Der vermutlich von russischen Agenten in der Ukraine verschleppte Kreml-Gegner Leonid Raswosschajew hat sein unter Folter erzwungenes Geständnis von Umsturzplänen widerrufen. Der Gegner von Kreml-Chef Wladimir Putin habe keine blutigen Krawalle vorbereitet und bekenne sich deshalb auch nicht schuldig, sagte sein Verteidiger Mark Fejgin gestern.

Menschenrechtler forderten Ermittlungen wegen der Entführung und Folterung Raswosschajews. Die USA zeigten sich besorgt wegen des Falls.

Moskau weist US-Kritik zurück

Das russische Außenministerium wies die Kritik der USA als verfrüht zurück. Es handle sich um ein laufendes Verfahren, sagte ein Behördenmitarbeiter der Agentur Interfax zufolge. Ein Sprecher der US-Botschaft in Moskau sagte, dass die Diplomaten das Geschehen verfolgten.
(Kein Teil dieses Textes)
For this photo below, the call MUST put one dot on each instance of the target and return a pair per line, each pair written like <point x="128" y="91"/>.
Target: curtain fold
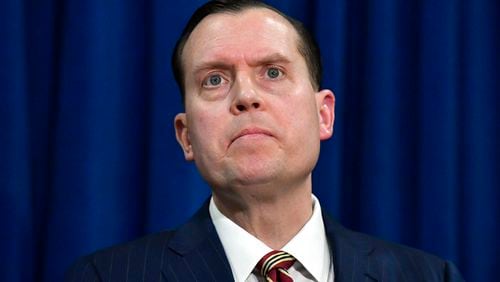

Raswosschajew hatte vorige Woche in der Ukraine bei einer Flüchtlingsstelle der Vereinten Nationen Asyl beantragt, wurde aber in einer Pause auf der Straße in ein Auto gezerrt und entführt.

Ukraine: Möglicherweise russische Agenten

Das ukrainische Innenministerium teilte in Kiew mit, dass russische Geheimdienste hinter der Aktion stecken könnten. Raswosschajew hatte erklärt, tagelang in einem Raum ohne Essen und Toilette gefoltert geworden zu sein, bis er ein Geständnis unterschrieb und politische Mitstreiter schwer belastete. Auch die EU äußerte sich bestürzt über die gewaltsame Entführung.